If you’re going to swing, you better get comfortable saying “would you like to play?” You should also practice saying things like “It is ok to touch you on your (insert body part)?” or “Can I kiss you?” All of this is required when interacting with others in a sexual manner. It’s also important so you foster a comfortable environment where all parties are on the same page. Will the answer sometimes be, no? Sure. But isn’t it better to hear that early and when all involved can still be friends?
Also, when playing with couples it’s important that you get the consent of both partners. They’re a unit and failing to consider the needs and feelings of both partners is destined to get you blacklisted. As a husband in the lifestyle, I can say, not being respectful & friendly with me will guarantee you’ll never get to play with my wife. Further, my wife would never grant her consent the same as I wouldn’t if a woman were to treat my wife without respect.
In a world where alcohol is common, consent is more important than ever. Consent should be gained early, often, and only when a person is capable of clear and sound mind. It should also be verified along the way. If there’s ever the slightest doubt that someone is impaired, it’s best to err on the safe side and decline to play even if consent is verbalized.
This isn’t meant to scare you into never playing. It is meant to make sure you think about consent at every juncture.
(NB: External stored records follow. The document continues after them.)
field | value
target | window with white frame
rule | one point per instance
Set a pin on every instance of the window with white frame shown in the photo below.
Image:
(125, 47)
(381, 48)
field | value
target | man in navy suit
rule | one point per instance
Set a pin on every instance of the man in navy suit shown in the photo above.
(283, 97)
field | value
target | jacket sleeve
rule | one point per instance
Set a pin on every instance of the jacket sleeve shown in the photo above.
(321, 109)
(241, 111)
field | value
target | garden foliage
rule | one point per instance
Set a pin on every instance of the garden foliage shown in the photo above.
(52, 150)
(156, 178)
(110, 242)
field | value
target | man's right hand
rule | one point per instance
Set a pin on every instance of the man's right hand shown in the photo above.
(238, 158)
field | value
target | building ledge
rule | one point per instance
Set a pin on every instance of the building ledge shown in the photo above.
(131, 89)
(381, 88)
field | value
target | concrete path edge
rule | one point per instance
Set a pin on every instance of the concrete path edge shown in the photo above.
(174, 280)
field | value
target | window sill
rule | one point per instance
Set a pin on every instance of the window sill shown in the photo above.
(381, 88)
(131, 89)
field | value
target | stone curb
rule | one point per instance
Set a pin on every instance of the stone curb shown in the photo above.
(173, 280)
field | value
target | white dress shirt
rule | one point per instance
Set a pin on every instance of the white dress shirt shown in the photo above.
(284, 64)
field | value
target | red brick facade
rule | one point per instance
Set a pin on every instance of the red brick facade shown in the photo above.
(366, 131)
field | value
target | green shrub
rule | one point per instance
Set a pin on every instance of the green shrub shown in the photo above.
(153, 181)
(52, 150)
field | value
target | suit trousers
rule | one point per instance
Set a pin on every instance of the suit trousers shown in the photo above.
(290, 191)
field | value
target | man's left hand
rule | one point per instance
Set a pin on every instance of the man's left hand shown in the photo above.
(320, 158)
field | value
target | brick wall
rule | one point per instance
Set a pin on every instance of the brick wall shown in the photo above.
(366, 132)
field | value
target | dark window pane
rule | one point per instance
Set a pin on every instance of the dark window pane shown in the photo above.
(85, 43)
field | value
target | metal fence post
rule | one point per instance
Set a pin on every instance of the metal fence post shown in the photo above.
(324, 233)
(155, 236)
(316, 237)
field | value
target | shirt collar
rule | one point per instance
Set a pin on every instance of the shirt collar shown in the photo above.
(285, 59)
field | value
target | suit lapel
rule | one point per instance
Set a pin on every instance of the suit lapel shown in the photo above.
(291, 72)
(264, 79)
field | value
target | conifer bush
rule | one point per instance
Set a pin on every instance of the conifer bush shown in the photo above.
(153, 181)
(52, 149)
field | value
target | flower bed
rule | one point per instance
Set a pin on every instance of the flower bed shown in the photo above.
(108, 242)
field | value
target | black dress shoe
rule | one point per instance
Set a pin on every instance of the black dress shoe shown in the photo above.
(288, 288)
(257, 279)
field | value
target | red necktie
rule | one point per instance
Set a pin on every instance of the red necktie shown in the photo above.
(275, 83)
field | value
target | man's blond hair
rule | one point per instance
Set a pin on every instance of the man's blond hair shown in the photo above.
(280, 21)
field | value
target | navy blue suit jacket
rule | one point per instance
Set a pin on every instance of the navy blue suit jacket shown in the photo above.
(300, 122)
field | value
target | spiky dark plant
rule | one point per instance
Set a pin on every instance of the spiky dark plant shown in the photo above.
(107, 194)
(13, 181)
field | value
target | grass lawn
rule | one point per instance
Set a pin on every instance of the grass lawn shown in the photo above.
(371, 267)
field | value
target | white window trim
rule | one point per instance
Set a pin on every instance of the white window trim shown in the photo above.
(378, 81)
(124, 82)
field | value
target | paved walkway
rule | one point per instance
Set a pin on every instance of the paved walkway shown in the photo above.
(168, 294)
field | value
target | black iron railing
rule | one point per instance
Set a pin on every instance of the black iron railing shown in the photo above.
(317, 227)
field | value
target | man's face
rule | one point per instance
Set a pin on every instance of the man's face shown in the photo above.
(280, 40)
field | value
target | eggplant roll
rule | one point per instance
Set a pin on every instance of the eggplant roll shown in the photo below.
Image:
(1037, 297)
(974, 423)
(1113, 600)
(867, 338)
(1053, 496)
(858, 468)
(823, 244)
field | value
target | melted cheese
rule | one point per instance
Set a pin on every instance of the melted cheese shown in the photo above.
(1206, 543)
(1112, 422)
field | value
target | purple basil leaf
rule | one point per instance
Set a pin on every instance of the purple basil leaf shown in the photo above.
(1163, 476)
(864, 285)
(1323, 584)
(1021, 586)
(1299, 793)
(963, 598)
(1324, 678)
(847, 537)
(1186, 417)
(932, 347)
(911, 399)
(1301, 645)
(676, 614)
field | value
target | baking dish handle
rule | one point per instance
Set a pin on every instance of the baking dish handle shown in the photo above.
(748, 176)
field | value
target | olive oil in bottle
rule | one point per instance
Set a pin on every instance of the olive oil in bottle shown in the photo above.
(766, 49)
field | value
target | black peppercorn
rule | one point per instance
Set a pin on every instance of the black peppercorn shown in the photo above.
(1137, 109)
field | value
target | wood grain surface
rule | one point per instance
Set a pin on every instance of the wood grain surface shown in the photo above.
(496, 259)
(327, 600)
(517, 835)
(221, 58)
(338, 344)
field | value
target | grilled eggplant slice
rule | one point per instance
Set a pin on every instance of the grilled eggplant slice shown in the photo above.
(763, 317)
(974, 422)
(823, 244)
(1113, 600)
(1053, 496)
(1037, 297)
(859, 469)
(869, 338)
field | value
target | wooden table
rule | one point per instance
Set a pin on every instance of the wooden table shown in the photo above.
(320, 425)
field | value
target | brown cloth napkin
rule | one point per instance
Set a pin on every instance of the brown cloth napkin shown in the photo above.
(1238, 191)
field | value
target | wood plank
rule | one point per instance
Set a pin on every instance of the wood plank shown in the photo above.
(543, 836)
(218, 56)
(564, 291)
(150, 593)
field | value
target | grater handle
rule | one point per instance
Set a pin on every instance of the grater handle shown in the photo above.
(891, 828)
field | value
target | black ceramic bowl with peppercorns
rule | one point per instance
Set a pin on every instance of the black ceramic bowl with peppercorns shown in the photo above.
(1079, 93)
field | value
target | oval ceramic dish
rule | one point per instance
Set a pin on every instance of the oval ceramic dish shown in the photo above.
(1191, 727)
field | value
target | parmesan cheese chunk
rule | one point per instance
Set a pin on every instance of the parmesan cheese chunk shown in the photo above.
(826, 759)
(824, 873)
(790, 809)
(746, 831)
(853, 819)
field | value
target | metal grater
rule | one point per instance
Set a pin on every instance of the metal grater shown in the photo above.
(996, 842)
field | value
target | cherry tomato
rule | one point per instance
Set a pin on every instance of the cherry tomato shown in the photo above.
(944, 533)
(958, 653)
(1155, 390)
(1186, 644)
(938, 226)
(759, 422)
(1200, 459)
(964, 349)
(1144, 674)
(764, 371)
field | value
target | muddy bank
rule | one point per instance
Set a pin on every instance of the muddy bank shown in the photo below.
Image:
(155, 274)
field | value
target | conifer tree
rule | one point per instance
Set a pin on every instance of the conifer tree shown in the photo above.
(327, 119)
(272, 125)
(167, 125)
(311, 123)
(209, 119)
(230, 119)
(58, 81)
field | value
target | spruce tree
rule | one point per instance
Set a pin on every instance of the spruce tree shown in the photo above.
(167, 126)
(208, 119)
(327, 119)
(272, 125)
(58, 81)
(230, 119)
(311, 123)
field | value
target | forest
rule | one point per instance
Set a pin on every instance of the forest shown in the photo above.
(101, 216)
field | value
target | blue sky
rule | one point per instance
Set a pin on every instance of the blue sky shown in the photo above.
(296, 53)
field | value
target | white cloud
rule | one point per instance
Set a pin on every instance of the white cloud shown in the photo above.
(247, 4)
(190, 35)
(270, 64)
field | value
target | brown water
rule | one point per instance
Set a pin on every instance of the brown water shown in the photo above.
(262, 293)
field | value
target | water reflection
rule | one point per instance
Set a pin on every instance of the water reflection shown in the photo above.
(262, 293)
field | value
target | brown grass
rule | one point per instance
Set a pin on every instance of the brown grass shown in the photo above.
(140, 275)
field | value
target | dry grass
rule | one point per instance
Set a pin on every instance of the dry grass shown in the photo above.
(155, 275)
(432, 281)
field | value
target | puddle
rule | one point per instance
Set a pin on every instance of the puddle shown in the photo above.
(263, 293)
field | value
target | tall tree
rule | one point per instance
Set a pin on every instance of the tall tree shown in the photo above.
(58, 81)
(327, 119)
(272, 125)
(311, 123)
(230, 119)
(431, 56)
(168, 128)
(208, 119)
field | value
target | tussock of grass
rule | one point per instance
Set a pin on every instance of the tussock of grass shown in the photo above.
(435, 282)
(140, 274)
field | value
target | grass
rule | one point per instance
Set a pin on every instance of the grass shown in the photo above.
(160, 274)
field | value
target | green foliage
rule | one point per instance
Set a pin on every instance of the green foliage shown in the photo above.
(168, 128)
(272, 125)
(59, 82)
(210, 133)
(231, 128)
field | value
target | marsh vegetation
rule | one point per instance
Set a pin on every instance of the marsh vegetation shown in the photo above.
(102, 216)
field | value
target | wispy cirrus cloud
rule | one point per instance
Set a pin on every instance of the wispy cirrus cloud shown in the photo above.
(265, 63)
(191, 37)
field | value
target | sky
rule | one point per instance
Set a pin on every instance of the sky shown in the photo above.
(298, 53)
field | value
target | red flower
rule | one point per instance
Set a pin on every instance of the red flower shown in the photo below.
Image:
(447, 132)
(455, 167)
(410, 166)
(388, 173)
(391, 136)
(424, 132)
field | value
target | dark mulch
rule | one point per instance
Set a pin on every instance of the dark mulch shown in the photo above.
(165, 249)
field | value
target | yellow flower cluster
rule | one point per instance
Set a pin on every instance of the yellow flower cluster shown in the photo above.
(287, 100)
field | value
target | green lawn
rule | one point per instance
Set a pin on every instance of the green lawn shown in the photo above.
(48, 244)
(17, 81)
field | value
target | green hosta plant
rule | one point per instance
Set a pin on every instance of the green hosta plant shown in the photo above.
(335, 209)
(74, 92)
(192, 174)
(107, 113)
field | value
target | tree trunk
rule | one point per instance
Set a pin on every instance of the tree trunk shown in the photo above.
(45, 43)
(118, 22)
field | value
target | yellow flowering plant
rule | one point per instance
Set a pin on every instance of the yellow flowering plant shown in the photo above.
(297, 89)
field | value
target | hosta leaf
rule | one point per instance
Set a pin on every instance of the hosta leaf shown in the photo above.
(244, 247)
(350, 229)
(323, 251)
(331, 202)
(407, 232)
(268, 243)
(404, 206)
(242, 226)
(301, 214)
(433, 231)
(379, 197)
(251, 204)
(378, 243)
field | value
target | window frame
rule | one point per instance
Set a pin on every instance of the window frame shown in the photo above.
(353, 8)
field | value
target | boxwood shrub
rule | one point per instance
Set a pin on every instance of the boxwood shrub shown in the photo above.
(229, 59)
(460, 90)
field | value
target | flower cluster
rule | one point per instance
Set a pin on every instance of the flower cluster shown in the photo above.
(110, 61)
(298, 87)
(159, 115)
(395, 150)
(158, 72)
It’s meant to keep people safe and you out of jail, or worse hurt.
Following are some best practices from the Pineapple Play Date Event Consent Policy. Breaking any of these rules may result in immediate expulsion from our groups and/or events.
- Never touch people or their personal property without first asking for permission.
- All parties are responsible for making sure everyone involved is of sound mental and emotional mind and able to give informed and voluntary consent for all activities to take place.
- If someone is obviously intoxicated, they are deemed unable to give consent.
- Understand that consent given in the heat of the moment may change in the middle of the action. Care should be taken to regain consent when parties are in subspace or when their state of mind has changed.
- Consent can be withdrawn at any time, by anyone. We recommend the use of a “safe” word which signals a full stop immediately.
- Prior to play ensure consent if given for the entire scope of the planned activities. This should include if there will be any contact with areas such as the breasts, butts, and genitals.
- Everyone is to be treated equally. Do not use verbal role-play without permission. Calling someone by names such as “Mistress” or “slave” or derogatory words such as, but not limited to, “slut”, “whore”, or “bitch” should never be used without gaining consent to do so.
- Do not Kink Shame anyone. Just because you’re not into it, doesn’t mean it’s not ok between people who have given consent.
- During BDSM play, the top is legally responsible for stopping the moment the bottom withdraws consent. When possible, it is ethically responsible for the bottom to be clear and concise when withdrawing consent.